Are you suggesting that you had a concurrency bug that was solvable without changing your entire storage layer? Heresy..

developer2 · on April 14, 2017

Your parent commenter seems to have no idea as to the true scale you planned for. Most of the criticism I've read here on HN and on Reddit threads regarding your implementation seems to have come from people who have never had to code something that has real-world scaling requirements. This wasn't some pet project initially launched to 100 concurrent users, with the ability to slowly and incrementally scale to millions of users over a period of weeks or months. You had one shot to get it right. A majority of those criticizing would have crashed their entire production stack upon deploying. Hundreds, possibly thousands, of queries per second returning one million rows each? Not going to happen, no matter which database backend you choose. The foresight you had to get it right the first time was well played on your part.

Ideally, you would have also used redis to limit the per-user activity without having to hit Cassandra. Also not sure why you hit Cassandra instead of redis for the single-pixel fetch endpoint (redis GETBIT operation rather than a database hit); if you already conceded to not-quite-atomic operations across the entire map, a GETBIT would have rarely returned a stale data point. But these are minor nice-to-have criticisms that would have pushed the scaling capabilities even further beyond your expected requirements. All in all, again I highly commend your results. You had one minor snafu, and managed to overcome it. Well done!

Aside: my brain is spinning as to how I would provide a 100% guaranteed atomic version of /r/place - without any point of failure such as a redis server not failing/restarting, or a single-server in-memory nodejs data structure. Really tough to do so without any point of failure or concession to atomicity. :)
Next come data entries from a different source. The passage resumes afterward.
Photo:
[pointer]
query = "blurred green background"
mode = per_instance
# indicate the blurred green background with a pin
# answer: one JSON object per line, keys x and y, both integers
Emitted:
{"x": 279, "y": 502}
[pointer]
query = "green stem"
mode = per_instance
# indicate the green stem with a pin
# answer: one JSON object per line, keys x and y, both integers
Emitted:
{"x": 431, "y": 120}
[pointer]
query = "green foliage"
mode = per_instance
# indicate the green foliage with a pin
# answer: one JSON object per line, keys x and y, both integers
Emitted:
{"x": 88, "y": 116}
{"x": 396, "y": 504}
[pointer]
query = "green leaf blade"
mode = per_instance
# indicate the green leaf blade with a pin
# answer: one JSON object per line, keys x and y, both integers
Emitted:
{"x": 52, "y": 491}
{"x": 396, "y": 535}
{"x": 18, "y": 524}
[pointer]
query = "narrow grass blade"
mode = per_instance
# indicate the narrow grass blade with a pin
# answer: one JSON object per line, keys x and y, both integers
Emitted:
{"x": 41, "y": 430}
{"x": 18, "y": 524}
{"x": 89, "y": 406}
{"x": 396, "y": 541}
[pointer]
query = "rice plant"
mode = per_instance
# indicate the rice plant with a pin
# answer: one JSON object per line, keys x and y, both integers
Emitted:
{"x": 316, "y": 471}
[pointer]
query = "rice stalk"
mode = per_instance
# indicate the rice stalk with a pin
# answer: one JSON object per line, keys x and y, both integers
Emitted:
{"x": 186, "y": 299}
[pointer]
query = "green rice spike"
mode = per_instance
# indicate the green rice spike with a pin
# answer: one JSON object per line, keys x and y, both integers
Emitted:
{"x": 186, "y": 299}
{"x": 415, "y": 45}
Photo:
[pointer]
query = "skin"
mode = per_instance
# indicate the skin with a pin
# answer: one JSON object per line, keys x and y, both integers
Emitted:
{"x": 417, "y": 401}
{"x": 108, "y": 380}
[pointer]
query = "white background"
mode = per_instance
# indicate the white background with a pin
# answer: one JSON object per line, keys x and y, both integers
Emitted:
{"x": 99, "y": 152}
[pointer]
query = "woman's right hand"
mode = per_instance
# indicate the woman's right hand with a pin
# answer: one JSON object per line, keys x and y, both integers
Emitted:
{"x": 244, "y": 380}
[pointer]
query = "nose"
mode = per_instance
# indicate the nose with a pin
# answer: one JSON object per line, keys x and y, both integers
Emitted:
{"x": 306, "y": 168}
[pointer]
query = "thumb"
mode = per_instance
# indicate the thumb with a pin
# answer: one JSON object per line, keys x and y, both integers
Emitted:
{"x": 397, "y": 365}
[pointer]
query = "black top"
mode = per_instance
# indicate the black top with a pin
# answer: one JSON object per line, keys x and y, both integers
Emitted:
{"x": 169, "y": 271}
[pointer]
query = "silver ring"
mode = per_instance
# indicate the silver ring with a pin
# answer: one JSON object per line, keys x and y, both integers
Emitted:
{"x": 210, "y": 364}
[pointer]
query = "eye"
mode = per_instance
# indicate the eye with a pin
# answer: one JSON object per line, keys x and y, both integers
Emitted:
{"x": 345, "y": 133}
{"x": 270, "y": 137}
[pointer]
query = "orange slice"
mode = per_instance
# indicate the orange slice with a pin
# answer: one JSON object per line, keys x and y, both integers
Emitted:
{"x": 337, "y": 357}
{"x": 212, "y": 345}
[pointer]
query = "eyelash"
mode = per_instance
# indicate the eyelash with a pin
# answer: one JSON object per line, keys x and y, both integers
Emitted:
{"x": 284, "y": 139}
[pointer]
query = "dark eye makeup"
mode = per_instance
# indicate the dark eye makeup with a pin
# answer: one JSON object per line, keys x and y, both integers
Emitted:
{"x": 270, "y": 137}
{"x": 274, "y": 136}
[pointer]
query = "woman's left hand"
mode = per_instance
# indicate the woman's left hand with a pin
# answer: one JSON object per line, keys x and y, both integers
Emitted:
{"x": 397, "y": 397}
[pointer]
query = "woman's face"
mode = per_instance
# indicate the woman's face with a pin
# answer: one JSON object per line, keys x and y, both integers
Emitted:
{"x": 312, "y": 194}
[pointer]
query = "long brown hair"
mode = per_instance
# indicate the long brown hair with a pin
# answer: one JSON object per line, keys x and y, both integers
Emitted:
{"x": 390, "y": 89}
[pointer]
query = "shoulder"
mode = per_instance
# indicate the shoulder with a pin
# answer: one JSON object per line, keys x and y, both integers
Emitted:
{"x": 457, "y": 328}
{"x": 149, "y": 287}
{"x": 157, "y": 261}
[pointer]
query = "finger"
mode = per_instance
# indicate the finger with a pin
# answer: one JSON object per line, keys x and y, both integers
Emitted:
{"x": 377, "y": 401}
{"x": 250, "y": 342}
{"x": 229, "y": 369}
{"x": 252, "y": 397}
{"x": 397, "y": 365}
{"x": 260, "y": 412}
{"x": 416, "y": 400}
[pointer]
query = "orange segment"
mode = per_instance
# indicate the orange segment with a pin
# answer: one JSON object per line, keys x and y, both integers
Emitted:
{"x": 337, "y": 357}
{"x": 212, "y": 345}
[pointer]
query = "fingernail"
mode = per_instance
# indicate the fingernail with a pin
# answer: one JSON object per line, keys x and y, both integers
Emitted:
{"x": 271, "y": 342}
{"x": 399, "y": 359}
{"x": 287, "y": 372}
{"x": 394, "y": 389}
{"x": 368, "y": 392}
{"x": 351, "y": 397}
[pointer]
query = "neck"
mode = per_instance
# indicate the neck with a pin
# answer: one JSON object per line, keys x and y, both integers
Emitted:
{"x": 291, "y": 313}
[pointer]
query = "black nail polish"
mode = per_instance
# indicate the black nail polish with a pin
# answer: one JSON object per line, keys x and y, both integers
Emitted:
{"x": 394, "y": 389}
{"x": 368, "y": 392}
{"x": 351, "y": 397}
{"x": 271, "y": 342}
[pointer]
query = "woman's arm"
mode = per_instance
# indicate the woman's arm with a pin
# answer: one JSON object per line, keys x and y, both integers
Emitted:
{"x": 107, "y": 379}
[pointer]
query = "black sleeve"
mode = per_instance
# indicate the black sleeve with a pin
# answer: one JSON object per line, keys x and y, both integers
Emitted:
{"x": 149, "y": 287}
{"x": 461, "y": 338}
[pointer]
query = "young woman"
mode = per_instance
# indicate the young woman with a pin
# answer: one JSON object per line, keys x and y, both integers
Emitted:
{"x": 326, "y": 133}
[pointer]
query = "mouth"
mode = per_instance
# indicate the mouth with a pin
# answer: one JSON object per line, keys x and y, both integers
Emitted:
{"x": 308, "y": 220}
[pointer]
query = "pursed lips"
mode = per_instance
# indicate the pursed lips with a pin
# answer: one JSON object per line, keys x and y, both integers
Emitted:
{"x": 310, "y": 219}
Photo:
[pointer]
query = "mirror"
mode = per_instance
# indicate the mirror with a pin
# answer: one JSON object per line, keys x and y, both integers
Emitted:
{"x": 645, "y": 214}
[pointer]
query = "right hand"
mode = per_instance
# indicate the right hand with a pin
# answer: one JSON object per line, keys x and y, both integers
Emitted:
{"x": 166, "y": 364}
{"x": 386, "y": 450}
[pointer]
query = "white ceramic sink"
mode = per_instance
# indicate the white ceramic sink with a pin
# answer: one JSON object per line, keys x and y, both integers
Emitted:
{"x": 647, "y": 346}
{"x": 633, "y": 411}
Second aside: more than anything, I am surprised you have a CDN that allows 1-second expiries. While perfect for this kind of project, too many CDNs find a 1-second expiry as a risk to permit, as they tend to expect too much abuse/churn. ie: How is a CDN supposed to trust you enough to use a 1-second expiry for reasonably high traffic, rather than cycling so much caching effort for something that could have used a 5 minute expiration? I can't imagine being the developer of a CDN that trusts its users to use a 1-second expiry that wastes an insane number of CPU cycles for an origin that is not legitimately sustainable.

tldr (still long, but on point): You guys did an amazing job for something that lasted, what was it, 3 days? Great job! Many of your critical audience members would not have managed any better, let alone being viable and functional. I would submit my résumé to work for you, but I fear my personality is far too... um... abrasive... to get along with the organisation as a whole. In any case, your team as a cohesive unit - design, backend, and frontend (especially the mobile support) - did an incredible job. +1 to the Reddit team here, you should be immensely proud of yourselves for pulling this off.

gooeyblob · on April 18, 2017

Thanks for the support!

We don't have a normal CDN, we have Fastly. They are really incredible at what they do, and this would not have been possible with our previous CDN partners.